If you do a quick search of this group, there is also some various
performance advice (much of which is still pertinent even with page
store). I know I've written a number of posts dealing with
performance issues & optimization.
Additional advice:
-- ALWAYS increase cache settings if you can. This is one of the
biggest performance boosts you can give (besides good indices and in-
memory tables/indices).
-- Embedded mode is *much, much* faster than server mode for H2. If
you're using it in the cloud, try to use embedded mode whenever
possible!
-- Closing a DB can be quite slow, as can opening a DB that was
closed improperly (depending on settings it may have to rebuild
indices!)
-- For tables, speed and memory use increase in this order: Cached
< Memory < Not Persistent
-- Allocate much more memory than you expect to the JVM when using
Memory/Not Persistent Tables and DBs or you can get an
OutOfMemoryError
-- Note that with "Not Persistent" tables, you lose the durability
against power failure. They are extremely fast though.
-- Java triggers and stored procedures are *very* fast. In some
cases, they may be the fastest way to accomplish a complex operation.
-- LZF compression can improve LOB read performance tremendously by
reducing I/O, and I think will save memory for memory tables/DBs
-- Compression is usually slower if you're on an SSD, unless your
CPU is really, really fast
-- Choose data types appropriately: Decimal/Numeric types are slower
to use and take more storage than the other numeric types, and are
really only there for storing currency amounts.

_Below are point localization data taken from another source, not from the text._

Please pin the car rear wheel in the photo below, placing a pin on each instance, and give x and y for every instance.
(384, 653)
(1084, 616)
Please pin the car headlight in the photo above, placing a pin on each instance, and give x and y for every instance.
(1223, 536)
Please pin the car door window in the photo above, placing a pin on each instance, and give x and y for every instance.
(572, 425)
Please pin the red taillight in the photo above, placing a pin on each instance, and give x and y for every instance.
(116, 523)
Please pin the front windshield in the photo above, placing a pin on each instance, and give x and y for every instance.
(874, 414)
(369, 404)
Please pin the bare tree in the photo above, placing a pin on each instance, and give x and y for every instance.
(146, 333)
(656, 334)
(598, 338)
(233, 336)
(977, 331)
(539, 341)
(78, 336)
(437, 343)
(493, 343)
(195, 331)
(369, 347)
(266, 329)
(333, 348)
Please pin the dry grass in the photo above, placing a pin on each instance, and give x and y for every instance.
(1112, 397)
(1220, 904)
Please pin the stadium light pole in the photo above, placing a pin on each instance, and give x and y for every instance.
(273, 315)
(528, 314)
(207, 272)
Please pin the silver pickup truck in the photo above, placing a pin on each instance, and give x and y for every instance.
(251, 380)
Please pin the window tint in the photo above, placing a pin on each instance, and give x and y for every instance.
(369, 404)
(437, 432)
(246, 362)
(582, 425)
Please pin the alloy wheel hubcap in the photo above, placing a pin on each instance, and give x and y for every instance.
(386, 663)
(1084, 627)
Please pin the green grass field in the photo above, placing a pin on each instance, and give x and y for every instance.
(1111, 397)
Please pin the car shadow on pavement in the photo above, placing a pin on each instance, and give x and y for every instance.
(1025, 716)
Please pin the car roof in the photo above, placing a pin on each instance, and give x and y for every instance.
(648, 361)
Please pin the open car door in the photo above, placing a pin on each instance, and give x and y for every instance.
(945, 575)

-- Hunt down my other post in the groups on performance and data
types -- this never made it into the documentation, but it is still
important.
-- Using the Full Text Search (http://www.h2database.com/html/
tutorial.html#fulltext) can improve performance by an order of
magnitude over LIKE '%stuff%'
While H2 is stable, some features which increase performance at the
cost of stability / data integrity, or are experimental or still not
fully tested.
You can see a list of unsafe settings here: http://www.h2database.com/html/faq.html#reliable
Cheers,
Sam Van Oort
My response is similar to what Sam already wrote.
> high performance web services and sites. I'd like to get this group's opinion on what the optimum settings
I don't know what the exact requirements are, but usually the default
settings are fine.
The most simple way to speed up H2 is to use a larger cache size:
http://www.h2database.com/html/grammar.html#set_cache_size
In many cases, it's more important to speed up queries than trying to
tweak database settings. Please read the optimization guide at:
http://www.h2database.com/html/performance.html#database_performance_tuning
- this will help you ensure indexes are used and such. Also, see
http://www.h2database.com/html/performance.html#database_profiling
> selects only
I depends on the database size, and on how much memory you have. A
read-only database is fine, maybe you could use in-memory indexes
(they need more memory):
http://www.h2database.com/html/grammar.html#create_table - CREATE
MEMORY TABLE "Cached tables (the default) are persistent, and the
number of rows is not limited by the main memory. Memory tables are
persistent, but the index data is kept in main memory, that means
memory tables should not get too large."
> I've set the H2 database to read only so that it resides in memory.
Read-only databases don't reside in memory. They are just read-only.
If you want that everything is in memory, you could use an in-memory
database - see http://www.h2database.com/html/features.html#in_memory_databases
- but that would even need a lot more memory.
> Maximum connections is set at 24 and connection timeout at 120.
So, you are using a connection pool? If yes, which one?
> maximize it's performance for the most concurrent requests?
> For read only use would it be safe to use SET LOCK_MODE = 0 in a production environment?
Yes, that is safe. I'm not sure if it will help in your case however.
If the database is read-only, then I think it's safe to use the
multi-threaded kernel mode:
http://www.h2database.com/html/grammar.html#set_multi_threaded
> I'll be posting back to the OBD Group
No problem. As far as I see, the thread is:
http://groups.google.com/group/openbd/browse_thread/thread/bddb62c2cebdcf98
(for reference).
Regards,
Thomas
Excellent ideas and suggestions! Thank you very much. I will post a
summary to the OpenBlueDragon group. OBD automatically sets up some of
the these settings (such as the connection pool, and for embedded
databases it activates the auto_server setting). This makes it easy
for a dev who doesn't want to mess with db setting but it also means
it hides some of these settings unless you specifically look for them.
What I'd like to do back on the OBD group is post some "recommended"
settings and connection strings for the most common uses of H2 -- as
well as some tips for optimization. It would make a good starting
point and then everyone can adjust to suite their own needs and post
their own settings based on their use cases. Thanks again for your
input. H2 has been really great to work with -- especially coming for
the MSSQL world!
GT